Yaklaşık yüz yıldır İstanbul ve Anadoluyu, Avrupa ile Ortadoğu’yu birbirine bağlayan bir düğüm noktası olan Haydarpaşa Garı şuan eskimeye bırakılan banliyö trenleriyle birlikte eski benliğinin, geçmişinin bir gölgesi durumunda. Otel olması için satılması planlanan, çatısında çıkan yangınla birlikte bir kısmı tahrip olduktan sonra son olarak yeniden gar olarak hizmet vereceği açıklanan ve sekiz yıldan beri tren sirenlerini duyamadığımız Haydarpaşa Garı’nın yokluğunda şehir yaşamında eksikliğini duyduğumuz sesler nelerdi? Trenlerin kalktığı, vapurların yanaştığı ve etrafında uçan yüzlerce martının harika bir senfoni yarattığı gar, yokluğunu hissettiğimiz bir toplu taşıma kompleksinin yanında akustik çehresi ve geçmişten günümüze şehrin ses manzarasına kattıklarıyla birlikte ISP’nin dördüncü etkinliğinin konusu oldu.

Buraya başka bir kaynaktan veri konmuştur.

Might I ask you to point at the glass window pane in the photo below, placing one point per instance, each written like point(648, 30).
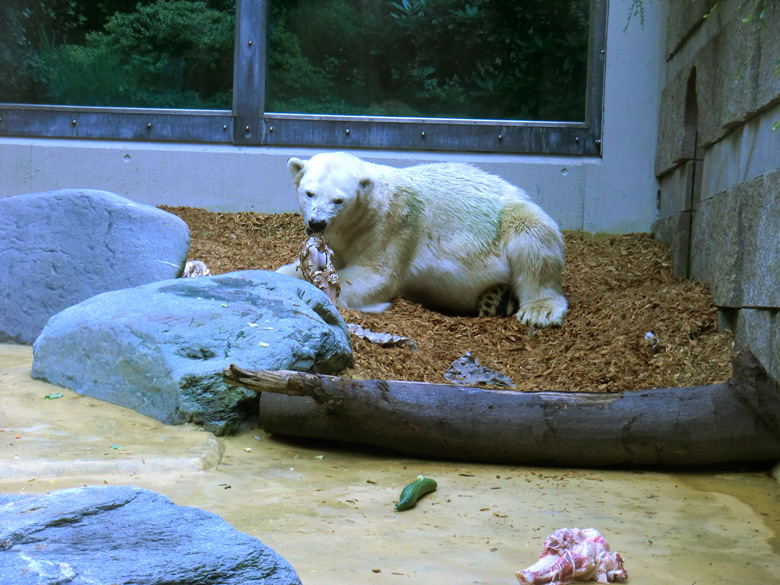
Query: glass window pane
point(474, 59)
point(154, 54)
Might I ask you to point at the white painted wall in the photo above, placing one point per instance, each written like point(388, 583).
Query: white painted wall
point(615, 193)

Etkinlikte kent yaşamında duyabileceğimiz seslerin yanında, Haydarpaşa Garı ile anılabilecek ‘ayrılık’, ‘kavuşma’, ‘başlangıç’, ‘bitiş’, ‘yolculuk’ ve ‘İstanbul’ gibi bağlamlarla üretilen eserlerle birlikte Haydarpaşa’nın akustik çehresini dinlerken, senelerdir duymadığımız tren düdüklerine ve gar etrafındaki doğal hayatın sessel katkılarına kulak misafiri olabileceğiz. Onun üstünde ses sanatçısının mekan için besteledikleri eserleri çalacağı geceye, iki Alman mimar tarafından tasarlanmış bu yaşayan binayla duygusal bağı olan, tren yolculuklarını seven ve şehrin raylar üstündeki akustik ekolojisini merak eden herkesi bekliyoruz. İstanbul’un kapısı, Anadolu’dan Batıya giden trenlerin son durağı Haydarpaşa Garı ile bir an önce kavuşmak umuduyla.